My oral squamous cell carcinoma treatment
It turned out that my cancer was more advanced, so Dr. Myers removed a part of my tongue, gums and jawbone during the surgery. Plastic surgeon Dr. Pierong Yu rebuilt my gums using muscle and skin from my right leg, and replaced my diseased jaw bone with a section of my right fibula, or non-weight-bearing lower leg bone. I also had six weeks of proton therapy under Dr. Clifton Fuller.
I finished all of my cancer treatments by the end of 2018. Since then, I’ve had two additional surgeries: one to remove some hardware from my jaw that kept getting infected, and the other to remove a mass from my left kidney that turned out to be non-cancerous and completely unrelated.
Several expected — and one very unusual — cancer treatment side effects
The aftermath of the first oral surgery was tough. I had to eat through a feeding tube for almost a month, which was miserable. And I wouldn’t wish a trach tube on anybody.
But the hardest part of my recovery was actually learning to walk again. I have a scar on my right leg from my ankle to my knee where a bone and some of the muscle and skin were removed. And I still don’t have full range of motion in my left arm or shoulder, because the muscles on that side of my body just “froze up” during surgery, in some kind of weird defense mechanism. I’m getting physical therapy and massage therapy now to “unfreeze” them.
The most unexpected treatment side effect I experienced was probably when I discovered a leg hair growing in my mouth. Dr. Yu used a whole section of my skin to reconstruct my gums, and I mistook one of the follicles for a loose stitch when it started sprouting a new hair. That didn’t seem very funny to me at the time, but looking back now, I think it’s hilarious. Fortunately, proton therapy destroyed the follicle’s root, and my speech was never affected, so having the weirdest kind of hair ever in my mouth wasn’t an issue for long.

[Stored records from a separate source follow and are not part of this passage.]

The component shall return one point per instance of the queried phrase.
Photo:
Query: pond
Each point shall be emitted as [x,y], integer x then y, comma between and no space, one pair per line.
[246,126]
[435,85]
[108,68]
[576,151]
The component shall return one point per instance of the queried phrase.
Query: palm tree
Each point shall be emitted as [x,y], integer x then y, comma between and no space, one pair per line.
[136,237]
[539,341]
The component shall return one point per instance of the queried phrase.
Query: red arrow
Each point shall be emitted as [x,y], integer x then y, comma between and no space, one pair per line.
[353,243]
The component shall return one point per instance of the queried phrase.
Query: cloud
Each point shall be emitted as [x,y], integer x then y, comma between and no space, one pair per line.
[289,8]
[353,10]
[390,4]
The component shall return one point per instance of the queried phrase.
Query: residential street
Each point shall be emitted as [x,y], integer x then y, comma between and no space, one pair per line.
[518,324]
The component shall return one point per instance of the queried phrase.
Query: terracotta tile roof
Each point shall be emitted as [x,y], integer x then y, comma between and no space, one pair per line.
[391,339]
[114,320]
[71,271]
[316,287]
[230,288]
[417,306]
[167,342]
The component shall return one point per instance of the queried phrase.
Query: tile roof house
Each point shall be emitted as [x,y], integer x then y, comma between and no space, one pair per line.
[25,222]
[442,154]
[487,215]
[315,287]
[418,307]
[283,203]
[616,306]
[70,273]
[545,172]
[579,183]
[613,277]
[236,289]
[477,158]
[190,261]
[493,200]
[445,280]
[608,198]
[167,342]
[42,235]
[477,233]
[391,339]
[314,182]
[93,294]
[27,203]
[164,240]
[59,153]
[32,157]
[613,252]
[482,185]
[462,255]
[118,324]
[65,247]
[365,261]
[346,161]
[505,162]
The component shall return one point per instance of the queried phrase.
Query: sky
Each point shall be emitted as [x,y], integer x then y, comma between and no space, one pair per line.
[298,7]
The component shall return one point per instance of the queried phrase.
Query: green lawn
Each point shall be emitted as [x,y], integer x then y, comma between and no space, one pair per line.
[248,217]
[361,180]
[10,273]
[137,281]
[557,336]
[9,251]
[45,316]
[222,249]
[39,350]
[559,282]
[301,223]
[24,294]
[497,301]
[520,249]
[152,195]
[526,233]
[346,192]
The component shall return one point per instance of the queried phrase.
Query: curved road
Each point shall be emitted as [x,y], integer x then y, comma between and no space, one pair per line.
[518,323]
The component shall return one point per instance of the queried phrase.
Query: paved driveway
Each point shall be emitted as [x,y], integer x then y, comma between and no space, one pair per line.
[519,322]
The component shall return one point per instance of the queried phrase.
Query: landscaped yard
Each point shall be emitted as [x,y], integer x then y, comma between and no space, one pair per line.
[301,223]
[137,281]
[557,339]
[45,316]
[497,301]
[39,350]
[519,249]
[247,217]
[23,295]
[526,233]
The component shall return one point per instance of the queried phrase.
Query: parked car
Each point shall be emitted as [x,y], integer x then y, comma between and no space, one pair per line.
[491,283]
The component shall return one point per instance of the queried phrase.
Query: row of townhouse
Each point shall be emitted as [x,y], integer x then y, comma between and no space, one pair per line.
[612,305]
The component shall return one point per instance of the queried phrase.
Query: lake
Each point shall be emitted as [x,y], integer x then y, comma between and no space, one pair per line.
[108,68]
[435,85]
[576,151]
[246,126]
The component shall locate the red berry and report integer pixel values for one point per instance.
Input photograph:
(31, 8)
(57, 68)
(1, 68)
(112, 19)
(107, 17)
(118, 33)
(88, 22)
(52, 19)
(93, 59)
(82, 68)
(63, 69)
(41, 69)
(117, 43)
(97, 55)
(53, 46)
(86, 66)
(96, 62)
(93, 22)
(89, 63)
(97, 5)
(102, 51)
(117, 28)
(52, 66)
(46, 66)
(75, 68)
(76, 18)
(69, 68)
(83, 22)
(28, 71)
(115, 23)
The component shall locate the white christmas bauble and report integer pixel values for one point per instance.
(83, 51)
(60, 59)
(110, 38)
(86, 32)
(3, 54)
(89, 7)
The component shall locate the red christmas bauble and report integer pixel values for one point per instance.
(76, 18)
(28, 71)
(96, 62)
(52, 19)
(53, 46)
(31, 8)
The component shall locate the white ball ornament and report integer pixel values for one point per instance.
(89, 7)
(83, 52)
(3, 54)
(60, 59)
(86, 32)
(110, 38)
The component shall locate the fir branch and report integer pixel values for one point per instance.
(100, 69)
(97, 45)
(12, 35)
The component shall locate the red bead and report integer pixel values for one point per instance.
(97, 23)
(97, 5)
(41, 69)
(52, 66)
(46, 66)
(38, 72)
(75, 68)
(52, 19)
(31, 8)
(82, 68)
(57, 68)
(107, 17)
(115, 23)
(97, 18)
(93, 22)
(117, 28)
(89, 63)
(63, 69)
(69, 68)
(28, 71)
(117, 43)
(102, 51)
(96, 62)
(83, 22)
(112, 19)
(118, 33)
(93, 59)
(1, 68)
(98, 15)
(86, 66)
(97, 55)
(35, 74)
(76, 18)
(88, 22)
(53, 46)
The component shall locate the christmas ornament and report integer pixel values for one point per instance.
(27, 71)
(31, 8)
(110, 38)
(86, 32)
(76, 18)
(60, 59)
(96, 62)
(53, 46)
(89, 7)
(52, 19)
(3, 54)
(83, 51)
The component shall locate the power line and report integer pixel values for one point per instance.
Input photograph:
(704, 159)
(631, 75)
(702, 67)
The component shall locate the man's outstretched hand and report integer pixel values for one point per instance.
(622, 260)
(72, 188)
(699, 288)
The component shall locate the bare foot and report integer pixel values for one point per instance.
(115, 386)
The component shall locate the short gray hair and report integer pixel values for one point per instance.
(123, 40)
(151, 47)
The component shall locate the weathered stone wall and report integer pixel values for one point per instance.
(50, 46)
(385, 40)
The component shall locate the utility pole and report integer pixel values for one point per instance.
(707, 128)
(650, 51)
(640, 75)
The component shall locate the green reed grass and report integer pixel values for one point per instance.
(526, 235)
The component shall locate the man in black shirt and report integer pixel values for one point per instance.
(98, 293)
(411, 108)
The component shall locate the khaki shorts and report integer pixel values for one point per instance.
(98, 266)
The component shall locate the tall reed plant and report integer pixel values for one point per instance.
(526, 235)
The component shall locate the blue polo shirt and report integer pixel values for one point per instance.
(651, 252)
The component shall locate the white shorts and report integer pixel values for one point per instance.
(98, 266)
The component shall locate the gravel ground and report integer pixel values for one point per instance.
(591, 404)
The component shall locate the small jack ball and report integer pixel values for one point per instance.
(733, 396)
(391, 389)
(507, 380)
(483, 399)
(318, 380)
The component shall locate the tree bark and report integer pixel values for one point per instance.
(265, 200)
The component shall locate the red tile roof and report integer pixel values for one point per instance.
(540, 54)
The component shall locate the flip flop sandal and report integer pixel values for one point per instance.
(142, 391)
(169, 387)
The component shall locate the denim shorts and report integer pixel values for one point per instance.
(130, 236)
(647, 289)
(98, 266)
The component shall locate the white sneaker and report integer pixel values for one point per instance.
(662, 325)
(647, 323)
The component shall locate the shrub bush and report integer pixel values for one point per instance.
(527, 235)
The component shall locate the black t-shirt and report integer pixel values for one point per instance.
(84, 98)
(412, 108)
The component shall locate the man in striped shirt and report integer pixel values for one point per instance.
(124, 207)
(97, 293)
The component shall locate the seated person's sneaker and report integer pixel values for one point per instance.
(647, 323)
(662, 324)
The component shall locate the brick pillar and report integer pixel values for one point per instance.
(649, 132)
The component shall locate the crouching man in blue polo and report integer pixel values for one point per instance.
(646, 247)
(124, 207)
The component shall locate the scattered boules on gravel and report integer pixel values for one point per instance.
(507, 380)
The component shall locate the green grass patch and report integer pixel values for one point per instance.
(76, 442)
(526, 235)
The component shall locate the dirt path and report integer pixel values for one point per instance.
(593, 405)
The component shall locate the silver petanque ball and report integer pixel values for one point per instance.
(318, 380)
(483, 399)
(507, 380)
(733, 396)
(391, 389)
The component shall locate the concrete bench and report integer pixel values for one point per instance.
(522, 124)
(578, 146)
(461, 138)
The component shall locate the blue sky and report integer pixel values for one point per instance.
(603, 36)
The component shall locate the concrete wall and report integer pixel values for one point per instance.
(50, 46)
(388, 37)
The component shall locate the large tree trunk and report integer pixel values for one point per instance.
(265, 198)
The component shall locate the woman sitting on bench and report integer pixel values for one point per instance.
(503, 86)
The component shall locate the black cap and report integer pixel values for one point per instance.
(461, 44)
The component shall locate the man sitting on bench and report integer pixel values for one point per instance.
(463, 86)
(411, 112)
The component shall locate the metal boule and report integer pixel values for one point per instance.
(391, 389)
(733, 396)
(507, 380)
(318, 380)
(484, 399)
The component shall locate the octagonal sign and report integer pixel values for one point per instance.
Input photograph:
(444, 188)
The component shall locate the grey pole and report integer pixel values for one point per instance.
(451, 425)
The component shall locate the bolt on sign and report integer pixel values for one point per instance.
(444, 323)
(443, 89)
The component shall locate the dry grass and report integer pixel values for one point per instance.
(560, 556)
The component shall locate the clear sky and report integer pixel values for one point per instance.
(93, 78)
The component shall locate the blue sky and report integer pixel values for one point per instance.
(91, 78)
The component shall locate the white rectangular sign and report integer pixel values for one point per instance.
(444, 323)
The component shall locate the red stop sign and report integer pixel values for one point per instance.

Making the most of life after an oral squamous cell carcinoma diagnosis
I still have some limitations in terms of what I can do. I can’t walk around all day, for instance, due to lingering neuropathy. And I’m still on a soft foods diet, because I’m missing a quarter of my teeth and can choke fairly easily.
I’ll probably have to learn to eat all over again, too, once my dentist, Dr. Richard Cardoso, fits me with some permanent dentures. We actually started that process back in early 2020, but COVID-19 hit, and we had to press pause. My teeth have shifted around a lot since then, so now we’re back to square one.
Things could have gone differently
Everything in life is an adjustment, though, so I don’t let any of that weigh me down. I just figure out how to deal with it, and keep on going. I’m still here, raising my kids, and spending time with my husband. So, I’ve got no reason to be sad or depressed.
Still, I’m very aware that things could have turned out much differently if I’d gone somewhere else. I met another woman a few years ago, who was even younger than I was when she was first diagnosed. She had the exact same type of cancer I did, and some oral reconstruction, too. But her cancer came back. I begged her to go see Dr. Myers. But her dad was a doctor, and he wanted her to stay where she was. She died a short time later.
I can’t help thinking that if my friend had been treated at MD Anderson, her story might’ve ended much differently. I also keep thinking, “That could’ve been me.” But I did go to MD Anderson, and I’m so glad and grateful. Because I’ve been cancer-free since 2018. I don’t regret anything.